Brinkhaus chaired the Senate Education Committee and was a major promoter of his alma mater, the University of Louisiana at Lafayette. He authored legislation to establish special protection for school teachers facing acts of violence from their unruly pupils. His law created the crime of assault of a school teacher with an enhanced penalty. Brinkhaus worked to provide low interest loans for the purchase of school buses and greater operational allowances for bus drivers. He worked for increases in pay for teachers and support personnel as well as for additional supplements to retired educators. He led the effort to require that a teacher evaluation plan be developed by local school boards, rather than the Louisiana Department of Education.
Senator Brinkhaus also served at various times on the Senate Finance, Judiciary, and Agriculture committees. He sponsored legislation to halt the distribution of campaign contributions to legislators within the Louisiana State Capitol, the governor’s mansion, or any other state office building.

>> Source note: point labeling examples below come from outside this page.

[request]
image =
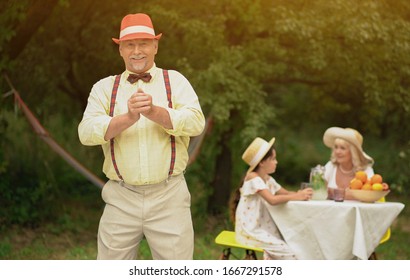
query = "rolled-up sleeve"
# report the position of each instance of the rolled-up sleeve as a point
(186, 114)
(96, 119)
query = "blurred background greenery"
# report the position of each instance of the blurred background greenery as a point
(282, 68)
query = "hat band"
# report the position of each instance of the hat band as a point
(262, 151)
(136, 29)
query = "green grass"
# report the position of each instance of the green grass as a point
(73, 237)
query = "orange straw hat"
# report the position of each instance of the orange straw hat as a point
(348, 134)
(256, 151)
(136, 26)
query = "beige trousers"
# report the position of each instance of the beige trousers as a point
(160, 212)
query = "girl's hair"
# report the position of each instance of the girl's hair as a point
(359, 163)
(236, 195)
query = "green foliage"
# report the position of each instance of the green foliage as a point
(33, 179)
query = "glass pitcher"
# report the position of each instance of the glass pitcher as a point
(318, 182)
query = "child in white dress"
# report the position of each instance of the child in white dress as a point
(253, 224)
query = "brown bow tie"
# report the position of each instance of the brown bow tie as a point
(132, 78)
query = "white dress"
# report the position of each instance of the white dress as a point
(254, 226)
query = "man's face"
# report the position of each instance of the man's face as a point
(138, 54)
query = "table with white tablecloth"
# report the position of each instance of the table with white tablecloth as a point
(325, 229)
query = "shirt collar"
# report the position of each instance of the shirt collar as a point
(152, 71)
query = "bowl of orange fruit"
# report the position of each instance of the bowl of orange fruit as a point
(367, 189)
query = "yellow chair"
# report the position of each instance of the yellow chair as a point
(385, 237)
(227, 239)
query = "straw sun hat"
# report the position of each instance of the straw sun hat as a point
(348, 134)
(136, 26)
(256, 151)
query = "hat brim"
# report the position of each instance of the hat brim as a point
(270, 144)
(137, 36)
(332, 133)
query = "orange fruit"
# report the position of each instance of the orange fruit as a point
(356, 184)
(376, 178)
(377, 187)
(362, 176)
(385, 186)
(367, 186)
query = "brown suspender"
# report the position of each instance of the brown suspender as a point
(112, 105)
(173, 149)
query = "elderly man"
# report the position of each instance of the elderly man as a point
(143, 119)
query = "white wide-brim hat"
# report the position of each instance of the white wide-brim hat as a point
(256, 151)
(348, 134)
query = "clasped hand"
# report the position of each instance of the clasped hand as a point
(139, 103)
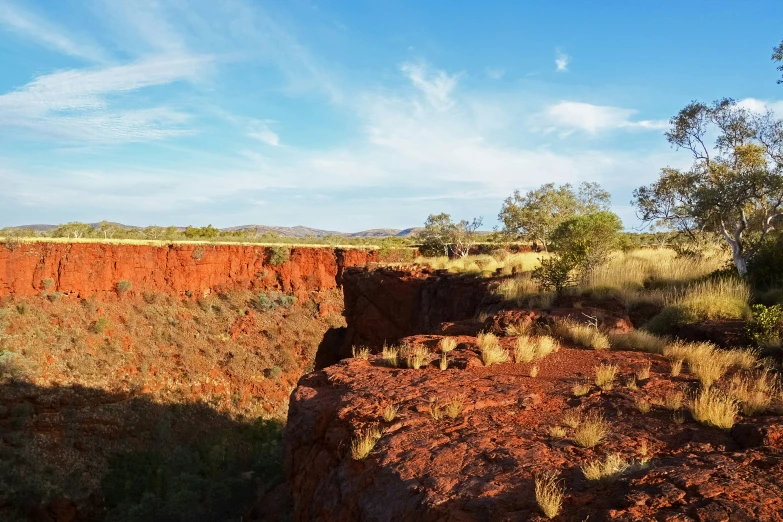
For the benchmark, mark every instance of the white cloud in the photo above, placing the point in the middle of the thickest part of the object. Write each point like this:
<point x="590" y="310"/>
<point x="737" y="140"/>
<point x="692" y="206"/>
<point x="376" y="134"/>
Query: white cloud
<point x="494" y="73"/>
<point x="29" y="25"/>
<point x="261" y="132"/>
<point x="596" y="118"/>
<point x="437" y="85"/>
<point x="757" y="105"/>
<point x="561" y="61"/>
<point x="75" y="105"/>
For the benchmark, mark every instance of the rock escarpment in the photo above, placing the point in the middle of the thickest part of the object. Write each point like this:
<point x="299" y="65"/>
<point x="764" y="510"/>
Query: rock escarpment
<point x="85" y="269"/>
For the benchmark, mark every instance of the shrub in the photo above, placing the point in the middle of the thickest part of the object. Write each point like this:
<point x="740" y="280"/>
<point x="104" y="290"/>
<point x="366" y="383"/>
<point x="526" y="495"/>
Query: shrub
<point x="491" y="351"/>
<point x="714" y="408"/>
<point x="637" y="340"/>
<point x="581" y="335"/>
<point x="360" y="353"/>
<point x="605" y="375"/>
<point x="389" y="356"/>
<point x="549" y="493"/>
<point x="764" y="327"/>
<point x="608" y="469"/>
<point x="364" y="442"/>
<point x="278" y="255"/>
<point x="100" y="325"/>
<point x="591" y="431"/>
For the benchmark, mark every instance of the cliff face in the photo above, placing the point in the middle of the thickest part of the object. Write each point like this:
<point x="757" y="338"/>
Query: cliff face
<point x="84" y="269"/>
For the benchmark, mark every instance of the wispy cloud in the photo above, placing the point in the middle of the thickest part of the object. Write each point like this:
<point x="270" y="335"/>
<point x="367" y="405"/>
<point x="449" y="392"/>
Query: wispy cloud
<point x="562" y="61"/>
<point x="45" y="33"/>
<point x="596" y="118"/>
<point x="77" y="105"/>
<point x="494" y="73"/>
<point x="436" y="85"/>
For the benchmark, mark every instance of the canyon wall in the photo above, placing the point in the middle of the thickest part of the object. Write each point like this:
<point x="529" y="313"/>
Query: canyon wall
<point x="85" y="269"/>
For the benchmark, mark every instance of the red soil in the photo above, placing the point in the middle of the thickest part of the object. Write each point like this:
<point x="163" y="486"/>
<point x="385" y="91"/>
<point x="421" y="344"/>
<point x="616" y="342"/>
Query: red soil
<point x="85" y="269"/>
<point x="481" y="466"/>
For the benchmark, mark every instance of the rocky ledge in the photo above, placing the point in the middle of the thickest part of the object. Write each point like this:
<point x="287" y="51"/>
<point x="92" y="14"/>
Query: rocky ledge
<point x="482" y="464"/>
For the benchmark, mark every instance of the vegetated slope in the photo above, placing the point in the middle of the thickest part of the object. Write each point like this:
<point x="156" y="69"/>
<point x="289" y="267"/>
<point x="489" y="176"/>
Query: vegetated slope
<point x="82" y="270"/>
<point x="374" y="439"/>
<point x="149" y="408"/>
<point x="146" y="383"/>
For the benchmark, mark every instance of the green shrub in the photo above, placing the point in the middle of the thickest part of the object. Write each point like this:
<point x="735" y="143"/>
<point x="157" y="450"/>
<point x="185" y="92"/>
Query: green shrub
<point x="272" y="301"/>
<point x="764" y="326"/>
<point x="278" y="255"/>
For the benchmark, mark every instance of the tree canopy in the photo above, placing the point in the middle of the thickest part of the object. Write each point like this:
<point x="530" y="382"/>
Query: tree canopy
<point x="535" y="215"/>
<point x="734" y="188"/>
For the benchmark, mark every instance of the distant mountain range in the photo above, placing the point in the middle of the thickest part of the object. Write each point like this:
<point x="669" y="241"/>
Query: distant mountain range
<point x="298" y="231"/>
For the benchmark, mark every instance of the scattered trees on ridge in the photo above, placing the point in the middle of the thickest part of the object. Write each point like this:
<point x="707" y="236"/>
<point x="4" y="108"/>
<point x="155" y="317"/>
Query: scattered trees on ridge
<point x="534" y="216"/>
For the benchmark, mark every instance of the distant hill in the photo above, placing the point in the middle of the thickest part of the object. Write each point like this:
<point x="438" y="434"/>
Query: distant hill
<point x="297" y="231"/>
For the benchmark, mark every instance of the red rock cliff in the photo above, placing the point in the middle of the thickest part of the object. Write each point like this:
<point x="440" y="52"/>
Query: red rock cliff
<point x="84" y="269"/>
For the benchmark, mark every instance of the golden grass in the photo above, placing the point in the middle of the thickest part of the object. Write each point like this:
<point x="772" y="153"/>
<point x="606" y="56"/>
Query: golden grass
<point x="581" y="389"/>
<point x="528" y="348"/>
<point x="610" y="468"/>
<point x="360" y="353"/>
<point x="415" y="356"/>
<point x="557" y="432"/>
<point x="549" y="493"/>
<point x="715" y="408"/>
<point x="673" y="400"/>
<point x="605" y="375"/>
<point x="485" y="264"/>
<point x="364" y="442"/>
<point x="643" y="406"/>
<point x="581" y="335"/>
<point x="754" y="393"/>
<point x="447" y="344"/>
<point x="491" y="351"/>
<point x="444" y="361"/>
<point x="642" y="371"/>
<point x="390" y="411"/>
<point x="591" y="431"/>
<point x="390" y="355"/>
<point x="637" y="340"/>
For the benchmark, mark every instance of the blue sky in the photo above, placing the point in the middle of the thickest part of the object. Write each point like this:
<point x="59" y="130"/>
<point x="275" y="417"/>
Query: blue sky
<point x="352" y="115"/>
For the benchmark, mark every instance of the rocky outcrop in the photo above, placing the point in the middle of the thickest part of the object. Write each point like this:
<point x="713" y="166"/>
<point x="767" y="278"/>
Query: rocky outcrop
<point x="384" y="305"/>
<point x="482" y="464"/>
<point x="85" y="269"/>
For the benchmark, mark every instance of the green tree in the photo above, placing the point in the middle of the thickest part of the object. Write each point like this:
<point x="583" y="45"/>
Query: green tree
<point x="441" y="233"/>
<point x="535" y="215"/>
<point x="734" y="189"/>
<point x="74" y="229"/>
<point x="588" y="240"/>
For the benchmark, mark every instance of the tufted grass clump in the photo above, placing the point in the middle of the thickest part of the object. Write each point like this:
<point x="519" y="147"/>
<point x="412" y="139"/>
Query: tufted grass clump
<point x="608" y="469"/>
<point x="390" y="356"/>
<point x="415" y="356"/>
<point x="549" y="493"/>
<point x="637" y="340"/>
<point x="364" y="442"/>
<point x="491" y="351"/>
<point x="447" y="344"/>
<point x="591" y="431"/>
<point x="605" y="375"/>
<point x="390" y="411"/>
<point x="715" y="408"/>
<point x="581" y="389"/>
<point x="581" y="335"/>
<point x="360" y="352"/>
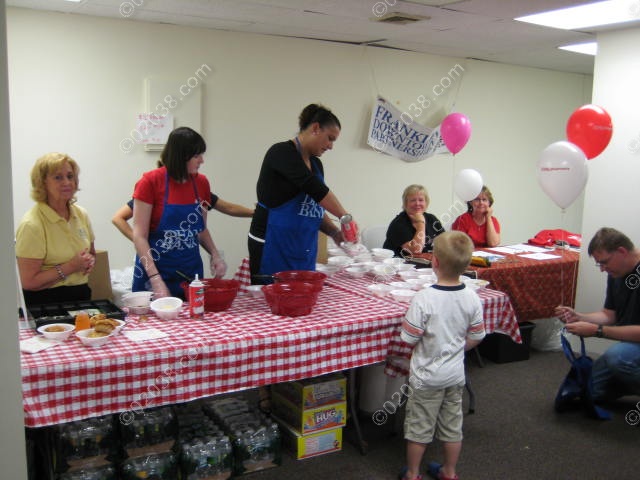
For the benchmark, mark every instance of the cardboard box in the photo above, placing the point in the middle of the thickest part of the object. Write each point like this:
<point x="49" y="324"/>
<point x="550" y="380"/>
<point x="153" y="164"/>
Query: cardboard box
<point x="314" y="392"/>
<point x="100" y="278"/>
<point x="322" y="255"/>
<point x="313" y="444"/>
<point x="499" y="348"/>
<point x="306" y="421"/>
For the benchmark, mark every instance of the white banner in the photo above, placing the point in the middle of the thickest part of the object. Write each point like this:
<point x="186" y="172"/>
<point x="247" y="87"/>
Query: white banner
<point x="396" y="133"/>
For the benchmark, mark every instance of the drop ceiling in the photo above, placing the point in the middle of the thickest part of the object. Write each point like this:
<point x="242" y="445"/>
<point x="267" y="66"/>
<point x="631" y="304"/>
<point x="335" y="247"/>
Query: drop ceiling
<point x="480" y="29"/>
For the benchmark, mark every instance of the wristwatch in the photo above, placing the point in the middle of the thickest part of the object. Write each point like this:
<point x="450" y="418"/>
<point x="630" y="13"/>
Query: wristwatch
<point x="599" y="333"/>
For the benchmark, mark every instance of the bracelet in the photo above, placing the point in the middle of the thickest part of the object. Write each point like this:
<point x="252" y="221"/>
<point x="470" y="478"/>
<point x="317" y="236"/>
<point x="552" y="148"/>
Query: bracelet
<point x="61" y="274"/>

He voted to require the disclosure of certain expenditures by persons who lobby the legislature and to require that individual legislators disclose the receipt of gifts of transportation, food, lodging, or entertainment.
After five terms in the state Senate, Brinkhaus lost his bid for reelection in 1995 to the Republican Tommy Casanova, a Louisiana State University football legend. Casanova polled 21,543 votes to Brinkhaus's 15,793. Casanova then vacated the seat after one term.
In addition to his legal practice, Brinkhaus was affiliated with Marta C Turksel Educational Consulting, location not specified.
Brinkhaus created the Dr. Armand L. and Julia Thoms Brinkhaus Fund to benefit the Dupre Library at the University of Louisiana at Lafayette. On November 7, 2009, the Acadian Museum in Erath inducted Brinkhaus into the "Order of Living Legends."
One of Brinkhaus' brother-in-law was the Republican state Representative Roderick Miller of Lafayette, whose term extended from 1966 to 1968, when Miller was defeated by Edgar G. "Sonny" Mouton, Jr., for a seat in the state Senate. Miller's second wife was Brinkhaus' sister, Anna Jane Gaiennie Miller.